Search as Code for AI Agents

What Search as Code Is and Why It Matters

Search as Code is a Perplexity architecture where AI agents generate and execute Python search workflows instead of calling a fixed search endpoint, turning retrieval steps into editable code and enabling automated search workflows tailored to each task. Instead of firing off the same API call on repeat, an agent writes a mini search program: retrieve candidates, filter noisy pages, remove duplicates, and rerank the survivors. This design aims to bridge AI reasoning and search execution so agents can adapt their approach as research problems grow more complex. It also makes Perplexity agents Python-first citizens, since Python is the initial runtime after internal tests with Rust, TypeScript, and Bash.
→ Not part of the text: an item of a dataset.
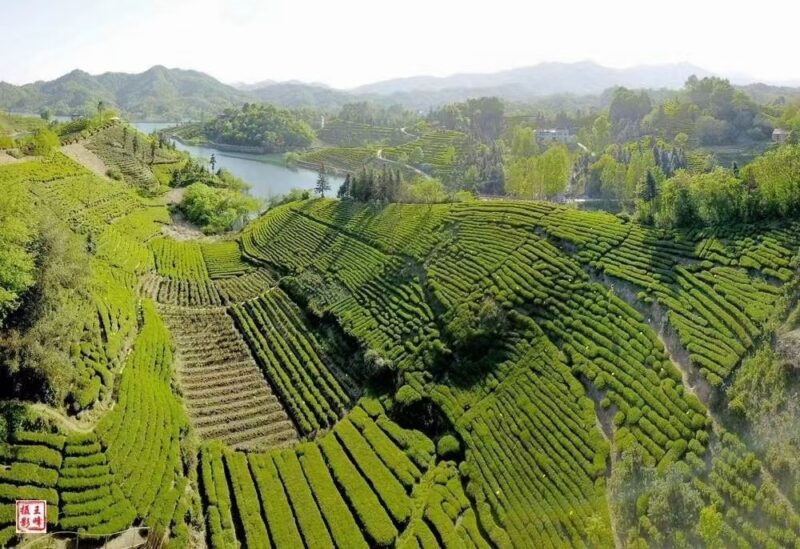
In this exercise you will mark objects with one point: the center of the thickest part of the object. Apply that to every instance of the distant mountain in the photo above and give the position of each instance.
(546, 79)
(298, 94)
(174, 94)
(156, 94)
For developers, the appeal is clear: search as code promises more controllable logic, potential token savings, and clearer visibility into how the model turned raw web pages into a final answer.

Inside the Architecture: Model, Sandbox, and Agentic Search SDK

Perplexity’s Search as Code stack has three main layers: the model as control plane, a restricted compute sandbox, and the Agentic Search SDK. The model writes Python that runs inside the sandbox, while the SDK exposes functions for retrieval, filtering, deduplication, and reranking. Instead of a static response template, each task can assemble its own pipeline of search steps. Generated scripts can show which pages were searched, which candidates were discarded, and which ranking rules shaped the final answer. That transparency comes with a trade-off: the generated code path becomes part of the system’s trust boundary, so teams must review it, especially for sensitive workloads. Because Python is the first supported runtime, AI agents Python workflows stay familiar to most developers but now require code review, sandbox policy tuning, and logging to ensure the delegated search logic behaves as intended.

From Pre-Built Search Calls to Agent-Generated Workflows

Traditional AI search workflows revolve around a tight loop: query, read the results, refine the query, then repeat until the model converges on an answer. Search as Code pushes more of that loop into generated Python, letting Perplexity agents plan multi-step retrieval strategies in advance. Multi-query features in the existing Search API—such as support for up to five queries per request—hint at how much manual tuning was already wrapped around “simple” search calls. Now, instead of wiring that logic by hand, developers can delegate it to an agent that writes the orchestration code. This shift puts search logic closer to how software engineers design pipelines: compose primitives, add conditionals, and track intermediate artifacts. It turns search as code into a bridge between generative reasoning and deterministic retrieval, which is essential for more autonomous research automation.

Claims, Benchmarks, and the Validation Gap

Perplexity reports strong internal results for Search as Code on software vulnerability research. One quoted benchmark claims that a CVE vendor-advisory task “reached 100 percent accuracy while using 85.1 percent fewer tokens than its baseline.” Those numbers come from a run over 200 CVEs published between 2023 and 2025 and place Search as Code ahead of several rivals on four of five benchmark rows, with a tie against OpenAI on Humanity’s Last Exam. However, these are company-run comparisons rather than independent evaluations. The broader context matters: Perplexity’s LiveBrowseComp notes that search-augmented agents can lose 25 to 40 points on fresh questions, while closed-book accuracy stays under 2 percent. Before teams rely on claimed token savings and accuracy gains, they should reproduce results against alternatives like OpenAI, Exa, Parallel, TinyFish, and Tavily under their own workloads and constraints.

What This Shift Means for Research Automation

Search as Code blurs the line between AI reasoning and search execution, giving Perplexity agents more autonomy to design and run their own retrieval logic. In environments like Perplexity Computer and the Perplexity Agent API, this autonomy ties into a wider system that routes work between local and cloud models and must enforce clear trust boundaries. Generated retrieval code can either reduce verification work—by encoding repeatable pipelines—or move that work into sandbox policy, debugging, and maintenance. For research teams, the practical question is not whether search as code sounds exciting, but whether it keeps citation quality high, controls token costs, and keeps retrieval predictable as tasks grow. As agentic products across the market race toward delegated workflows, the winners will likely be the ones that pair automated search workflows with transparent evidence trails and reliable safety guarantees.